According to Lopey, Cummins appeared calm after being caught and he allegedly said, “I don’t care about my stuff. My main concern is taking care of [Elizabeth].”
Lopey also confirmed the account of Griffin Barry — the man who set the pair up in the cabin and later reported them to authorities after becoming suspicious. He said that the pair were using the names “John” and “Joanna.”
According to Lopey, Cummins allegedly “elaborated on some techniques and procedures he was using … to avoid detection.” One such technique was paying with cash and using license plates from numerous states, including Alabama and Colorado.
Before spending a week in the remote cabin in California the two allegedly went to Black Bear Ranch, about 20 miles away from the cabin. Lopey described the ranch as a commune dating back to the 1960s according to the report.
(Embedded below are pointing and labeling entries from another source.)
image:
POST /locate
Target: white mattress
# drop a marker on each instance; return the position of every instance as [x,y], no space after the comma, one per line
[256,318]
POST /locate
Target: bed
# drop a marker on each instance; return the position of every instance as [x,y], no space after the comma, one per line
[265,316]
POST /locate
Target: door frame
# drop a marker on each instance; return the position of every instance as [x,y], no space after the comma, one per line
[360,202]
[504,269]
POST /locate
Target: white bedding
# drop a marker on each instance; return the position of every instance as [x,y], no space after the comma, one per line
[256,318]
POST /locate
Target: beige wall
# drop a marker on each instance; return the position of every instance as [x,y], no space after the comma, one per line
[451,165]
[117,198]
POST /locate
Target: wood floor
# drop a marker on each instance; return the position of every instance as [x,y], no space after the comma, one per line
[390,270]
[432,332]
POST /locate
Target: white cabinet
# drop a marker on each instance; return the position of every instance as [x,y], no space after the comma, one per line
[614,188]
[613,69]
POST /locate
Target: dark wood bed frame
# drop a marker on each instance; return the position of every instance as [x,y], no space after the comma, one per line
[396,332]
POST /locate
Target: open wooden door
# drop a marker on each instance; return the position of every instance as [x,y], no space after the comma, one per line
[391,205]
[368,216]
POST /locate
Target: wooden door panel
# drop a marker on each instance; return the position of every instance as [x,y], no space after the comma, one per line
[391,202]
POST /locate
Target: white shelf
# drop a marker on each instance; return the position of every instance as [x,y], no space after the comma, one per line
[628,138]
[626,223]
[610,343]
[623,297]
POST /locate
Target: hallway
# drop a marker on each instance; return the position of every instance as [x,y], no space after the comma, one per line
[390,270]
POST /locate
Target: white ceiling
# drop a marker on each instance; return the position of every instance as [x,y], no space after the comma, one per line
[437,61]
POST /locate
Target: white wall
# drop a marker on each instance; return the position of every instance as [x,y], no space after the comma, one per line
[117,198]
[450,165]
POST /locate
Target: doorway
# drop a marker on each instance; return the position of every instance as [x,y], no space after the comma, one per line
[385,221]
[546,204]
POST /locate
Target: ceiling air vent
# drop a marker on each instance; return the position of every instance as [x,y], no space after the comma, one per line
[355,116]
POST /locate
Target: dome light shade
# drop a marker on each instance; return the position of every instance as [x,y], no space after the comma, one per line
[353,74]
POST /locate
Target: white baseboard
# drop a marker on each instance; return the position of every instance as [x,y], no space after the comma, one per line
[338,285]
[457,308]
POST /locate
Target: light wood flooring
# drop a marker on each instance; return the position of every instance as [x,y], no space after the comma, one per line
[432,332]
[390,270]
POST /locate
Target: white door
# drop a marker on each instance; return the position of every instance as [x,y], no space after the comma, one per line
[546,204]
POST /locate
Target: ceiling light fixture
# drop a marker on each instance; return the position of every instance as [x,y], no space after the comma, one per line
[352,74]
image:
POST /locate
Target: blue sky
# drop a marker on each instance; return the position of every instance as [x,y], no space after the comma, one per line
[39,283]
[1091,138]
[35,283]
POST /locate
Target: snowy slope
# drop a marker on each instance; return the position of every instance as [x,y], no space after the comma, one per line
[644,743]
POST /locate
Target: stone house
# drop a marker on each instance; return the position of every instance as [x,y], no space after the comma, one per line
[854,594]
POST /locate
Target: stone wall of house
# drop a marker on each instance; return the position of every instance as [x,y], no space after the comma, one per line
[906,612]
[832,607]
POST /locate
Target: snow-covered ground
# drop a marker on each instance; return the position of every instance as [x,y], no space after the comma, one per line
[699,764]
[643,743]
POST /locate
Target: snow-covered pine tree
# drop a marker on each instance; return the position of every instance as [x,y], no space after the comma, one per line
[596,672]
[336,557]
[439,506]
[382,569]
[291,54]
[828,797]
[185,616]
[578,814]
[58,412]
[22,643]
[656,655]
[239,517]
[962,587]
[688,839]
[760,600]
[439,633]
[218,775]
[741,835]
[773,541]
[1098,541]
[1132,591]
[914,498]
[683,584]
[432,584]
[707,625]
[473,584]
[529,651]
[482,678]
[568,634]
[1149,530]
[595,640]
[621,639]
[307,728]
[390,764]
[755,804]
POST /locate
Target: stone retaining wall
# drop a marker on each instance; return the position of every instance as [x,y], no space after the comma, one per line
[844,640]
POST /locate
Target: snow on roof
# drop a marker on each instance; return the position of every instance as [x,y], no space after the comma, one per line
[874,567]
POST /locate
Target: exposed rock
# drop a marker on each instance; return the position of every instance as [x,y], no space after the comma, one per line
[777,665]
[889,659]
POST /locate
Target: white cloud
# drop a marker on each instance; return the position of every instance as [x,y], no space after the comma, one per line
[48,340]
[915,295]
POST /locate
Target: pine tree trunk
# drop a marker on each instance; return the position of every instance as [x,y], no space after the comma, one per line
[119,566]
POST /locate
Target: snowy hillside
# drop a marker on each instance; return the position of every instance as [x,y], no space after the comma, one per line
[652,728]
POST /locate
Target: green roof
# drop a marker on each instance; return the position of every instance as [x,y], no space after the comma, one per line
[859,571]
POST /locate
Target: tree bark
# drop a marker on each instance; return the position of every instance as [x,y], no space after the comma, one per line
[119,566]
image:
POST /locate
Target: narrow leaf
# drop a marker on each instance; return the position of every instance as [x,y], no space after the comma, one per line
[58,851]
According to the report, Cummins was allegedly interested in the ranch because “he was looking for refuge and association with that type of crowd, where he would be accepted and less visible, because that’s a very remote location.”
Ranch officials said on their website that Cummins and Thomas arrived there “having had no previous contact with Black Bear and stayed for a few days until they were asked to leave.”
The ranch also stated that they do “not condone the acts that Tad Cummins has been charged with nor does it condone these practices by anyone.”